E c’è ancora un’altra scelta particolare di Avincola: le molteplici storie di vita che s’intrecciano nella trama, e che rivelano il suo talento di affabulatore. Storie che si contraddicono e si completano partendo da una polifonia di personaggi nitidi, che nel racconto rivelano una inaspettata vita interiore.
Il risultato è un tessuto narrativo divertente e affascinante. Si sente nell’autore il piacere e il talento innato dell’affabulazione. Avincola ama perdersi nel gusto del racconto, e sa di raccontare una cosa semplice e meravigliosa: la straordinaria varietà dei casi della vita. Una vita che è così come lui la racconta, caotica e affascinante, che diventa piacere della lettura perché il piacere del raccontare illumina anche l’ oscurità, rende sopportabile anche la tragedia.
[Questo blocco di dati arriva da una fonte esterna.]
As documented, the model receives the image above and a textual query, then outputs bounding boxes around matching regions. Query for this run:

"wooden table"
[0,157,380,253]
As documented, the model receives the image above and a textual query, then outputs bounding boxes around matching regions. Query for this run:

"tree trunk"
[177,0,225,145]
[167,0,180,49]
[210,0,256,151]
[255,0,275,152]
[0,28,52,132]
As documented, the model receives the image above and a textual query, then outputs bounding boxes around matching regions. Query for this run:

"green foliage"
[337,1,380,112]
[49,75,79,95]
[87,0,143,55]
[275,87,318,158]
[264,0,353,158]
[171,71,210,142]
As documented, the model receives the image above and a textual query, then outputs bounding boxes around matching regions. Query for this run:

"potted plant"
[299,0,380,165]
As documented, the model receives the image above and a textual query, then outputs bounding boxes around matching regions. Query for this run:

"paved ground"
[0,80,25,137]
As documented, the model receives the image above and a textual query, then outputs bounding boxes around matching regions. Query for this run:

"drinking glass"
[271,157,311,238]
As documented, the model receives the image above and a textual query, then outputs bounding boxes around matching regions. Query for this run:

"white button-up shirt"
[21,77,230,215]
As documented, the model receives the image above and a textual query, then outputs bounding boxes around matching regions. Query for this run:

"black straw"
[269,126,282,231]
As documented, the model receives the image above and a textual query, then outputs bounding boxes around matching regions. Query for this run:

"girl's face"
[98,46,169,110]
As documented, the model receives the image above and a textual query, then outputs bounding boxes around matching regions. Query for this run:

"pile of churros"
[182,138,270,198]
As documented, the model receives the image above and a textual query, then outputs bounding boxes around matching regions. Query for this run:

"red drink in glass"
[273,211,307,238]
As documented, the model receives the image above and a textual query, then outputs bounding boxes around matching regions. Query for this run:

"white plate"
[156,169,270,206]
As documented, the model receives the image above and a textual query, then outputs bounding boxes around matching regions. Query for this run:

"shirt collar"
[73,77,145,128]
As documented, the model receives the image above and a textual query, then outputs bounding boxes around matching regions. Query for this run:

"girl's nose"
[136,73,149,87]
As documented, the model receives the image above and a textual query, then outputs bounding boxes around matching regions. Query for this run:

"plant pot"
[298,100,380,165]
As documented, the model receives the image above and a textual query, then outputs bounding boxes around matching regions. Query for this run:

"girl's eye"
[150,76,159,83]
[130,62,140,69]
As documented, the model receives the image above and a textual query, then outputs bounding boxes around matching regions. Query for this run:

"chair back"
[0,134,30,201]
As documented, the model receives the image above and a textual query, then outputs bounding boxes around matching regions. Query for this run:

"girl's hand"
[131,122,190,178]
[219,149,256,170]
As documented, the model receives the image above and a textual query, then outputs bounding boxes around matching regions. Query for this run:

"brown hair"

Ma qualcosa di sorprendente ci rivela infine anche il sindaco-detective Davoli, molto lontano da scontate prefigurazioni di genere. Di Triestino il narratore onnisciente ci dice praticamente tutto, vicende e pensieri personali, a volte persino intimi. Personaggio acuto ed equilibrato, immerso in una sua serena armonia familiare, Triestino ha una sola debolezza: è molto sensibile alla bellezza muliebre. E’ innamorato, e piuttosto geloso, della propria compagna, ma rimane anche attratto dal mistero delle sembianze femminili, e ancora più se nascoste dalle mascherine sanitarie. Il Sindaco si interroga perplesso e curioso sui misteri di quelle donne così vicine a lui eppure inafferrabili, enigmatiche nei loro pensieri nascosti, e anche di più in quelli rivelati. E sono tante queste presenza femminili che aleggiano intorno a lui e tentano il suo immaginario: la segretaria Elisa, la provocante Isabella, e Piera, allenatrice delle “Farfalle “ di Desiu. Persino Hope, la sua stessa compagna, costretta ad una lontananza forzata, si presenta all’immaginario di Triestino come una possibile Circe traditrice. Triestino rimane ammaliato e interdetto dalla potenza delle donne, ne ama la bellezza e la sensualità ma soprattutto ama – e teme – il mistero celato nel potere seduttivo femminile. La focalizzazione del racconto è tutta al maschile: ma questo tratto cos’ accentuato dell’immaginario maschile non disturba, perché è il riflesso di una sincera attitudine ad osservare la realtà senza malizia, con una disponibilità curiosa e indagatrice ma mai offensiva o volgare. Triestino è sempre pronto a meravigliarsi, a interrogarsi, a raccontare. A cercare la costruzione di un senso attraverso il potere della parola.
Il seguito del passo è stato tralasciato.